I had a look inside the 'normalize' method and noticed this:

 scale = (dmax - dmin)*(smax - smin > DBL_EPSILON ? 1./(smax - smin) : 0);

which means, that if elements to be normalized are spread over a vary small range, they will not be normalized, but set to zero (or the low end of the requested range). I understand, that this is to prevent numerical errors, but I am not sure if this should be done this way when we are dealing with numbers which are ALL very small?

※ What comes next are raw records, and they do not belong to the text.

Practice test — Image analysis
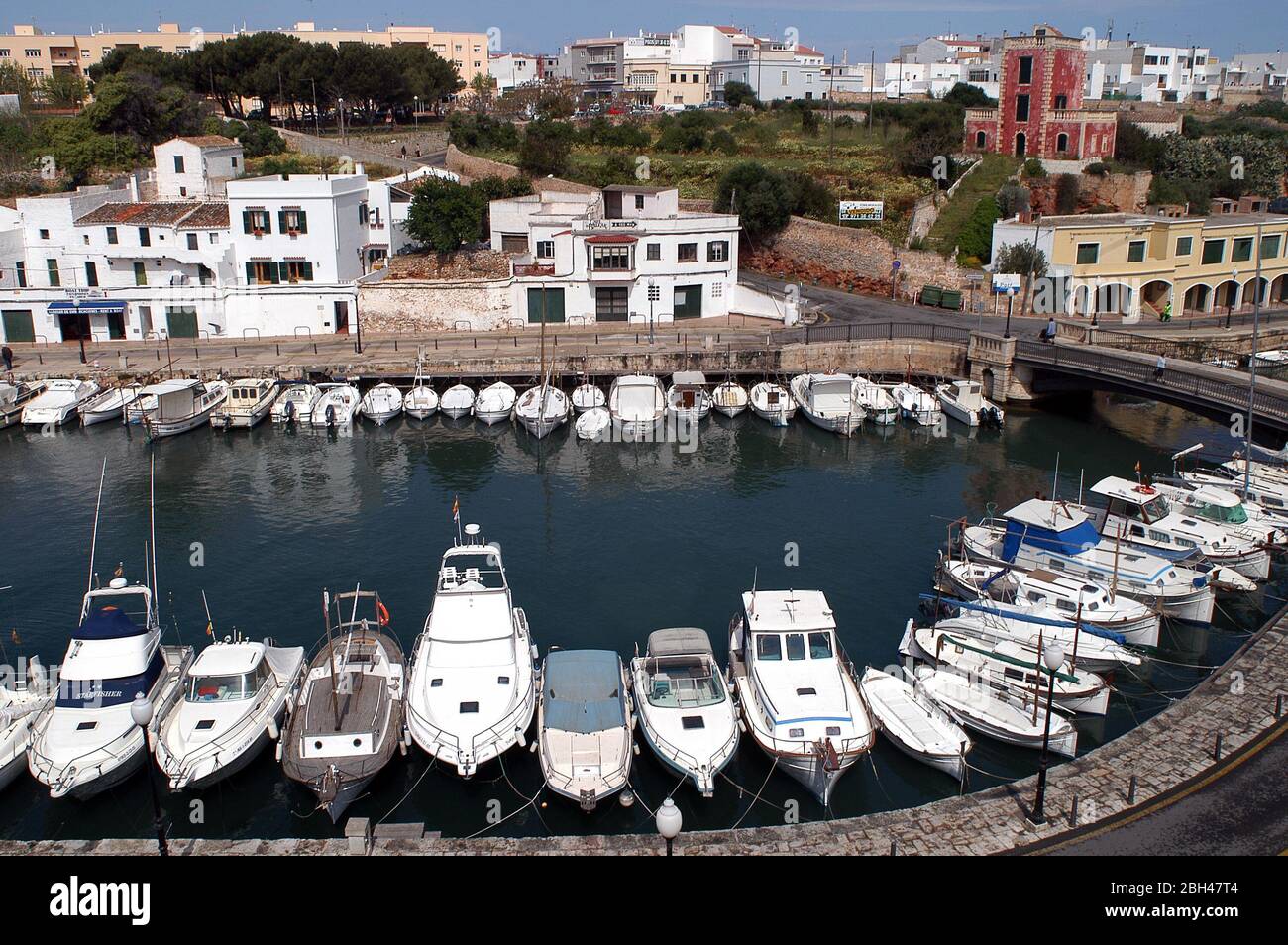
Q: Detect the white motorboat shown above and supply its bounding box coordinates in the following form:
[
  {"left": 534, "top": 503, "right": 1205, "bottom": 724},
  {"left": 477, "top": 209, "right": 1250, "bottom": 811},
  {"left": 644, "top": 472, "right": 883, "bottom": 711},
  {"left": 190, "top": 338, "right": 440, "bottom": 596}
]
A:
[
  {"left": 438, "top": 383, "right": 474, "bottom": 420},
  {"left": 279, "top": 588, "right": 406, "bottom": 823},
  {"left": 210, "top": 377, "right": 280, "bottom": 430},
  {"left": 899, "top": 617, "right": 1109, "bottom": 716},
  {"left": 132, "top": 377, "right": 228, "bottom": 439},
  {"left": 309, "top": 383, "right": 362, "bottom": 428},
  {"left": 854, "top": 377, "right": 899, "bottom": 426},
  {"left": 962, "top": 498, "right": 1216, "bottom": 623},
  {"left": 666, "top": 370, "right": 711, "bottom": 425},
  {"left": 537, "top": 650, "right": 635, "bottom": 811},
  {"left": 407, "top": 525, "right": 537, "bottom": 778},
  {"left": 859, "top": 667, "right": 974, "bottom": 782},
  {"left": 890, "top": 381, "right": 943, "bottom": 426},
  {"left": 80, "top": 383, "right": 142, "bottom": 426},
  {"left": 750, "top": 381, "right": 796, "bottom": 426},
  {"left": 362, "top": 383, "right": 403, "bottom": 426},
  {"left": 572, "top": 383, "right": 608, "bottom": 413},
  {"left": 711, "top": 381, "right": 750, "bottom": 417},
  {"left": 1086, "top": 476, "right": 1270, "bottom": 589},
  {"left": 154, "top": 639, "right": 304, "bottom": 790},
  {"left": 514, "top": 383, "right": 572, "bottom": 439},
  {"left": 631, "top": 627, "right": 738, "bottom": 797},
  {"left": 269, "top": 383, "right": 322, "bottom": 424},
  {"left": 937, "top": 559, "right": 1160, "bottom": 646},
  {"left": 729, "top": 591, "right": 876, "bottom": 807},
  {"left": 608, "top": 374, "right": 667, "bottom": 439},
  {"left": 474, "top": 381, "right": 518, "bottom": 426},
  {"left": 22, "top": 377, "right": 99, "bottom": 426},
  {"left": 27, "top": 577, "right": 192, "bottom": 799},
  {"left": 574, "top": 407, "right": 613, "bottom": 441},
  {"left": 791, "top": 374, "right": 866, "bottom": 437},
  {"left": 0, "top": 381, "right": 46, "bottom": 430},
  {"left": 914, "top": 666, "right": 1078, "bottom": 759},
  {"left": 935, "top": 381, "right": 1006, "bottom": 426}
]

So I performed a small test. Here is my input matrix:

A
 10 5e-016  5e-026
  1 5e-020  5e-027
-10 1e-030 -5e-027

The result of OpenCV normalization:

B
100   100  0
55    0.01 0
0     0    0

And my manual result:

C
100  100   100
55  0.01   18.1818
0     0      0

Here is the code I used for the above:

Mat A = (Mat_<double>(3, 3) << 10, 5e-16, 5e-26, 1, 5e-20, 5e-27, -10, 1e-30, -5e-27);
Mat B(3, 3, CV_64F);
for (int c = 0; c < 3; c++)
    normalize(A.col(c), B.col(c), 0, 100, NORM_MINMAX);

Mat C(3, 3, CV_64F);
for (int c = 0; c < 3; c++)
    { 
    double minV, maxV;
    minMaxIdx(A.col(c), &minV, &maxV);
    for (int r = 0; r < 3; r++)
        C.at<double>(r, c) = 100 * (A.at<double>(r, c) - minV) / (maxV - minV);
    }
 
    cout << "A" << endl;
    for (int r = 0; r < 3; r++)
    {
        for (int c = 0; c < 3; c++)
            cout << A.at<double>(r, c) << " ";
        cout << endl;
    }
    cout << endl << "B" <<endl;
    for (int r = 0; r < 3; r++)
    {
        for (int c = 0; c < 3; c++)
            cout << B.at<double>(r, c) << " ";
        cout << endl;
    }
    cout << endl << "C" << endl;
    for (int r = 0; r < 3; r++)
    {
        for (int c = 0; c < 3; c++)
            cout << C.at<double>(r, c) << " ";
        cout << endl;
    }

I think it has no important meaning in classification with Hu invariants, as it is quite unlikely to get invariants that differ by less than DBL_EPSILON for different objects (mine were for '0' digit only) and the problem would normally not occur. And even so, it means that this particular feature is simply usless. By the way, when input image for calculating moments was treated as binary one, Hu moments were bigger than DBL_EPSILON and the problem disappeared. However, in some other applications this could have some influence. When someone is dealing with very small numbers and tries to normalize them, there might be a problem. What are your thoughts on this?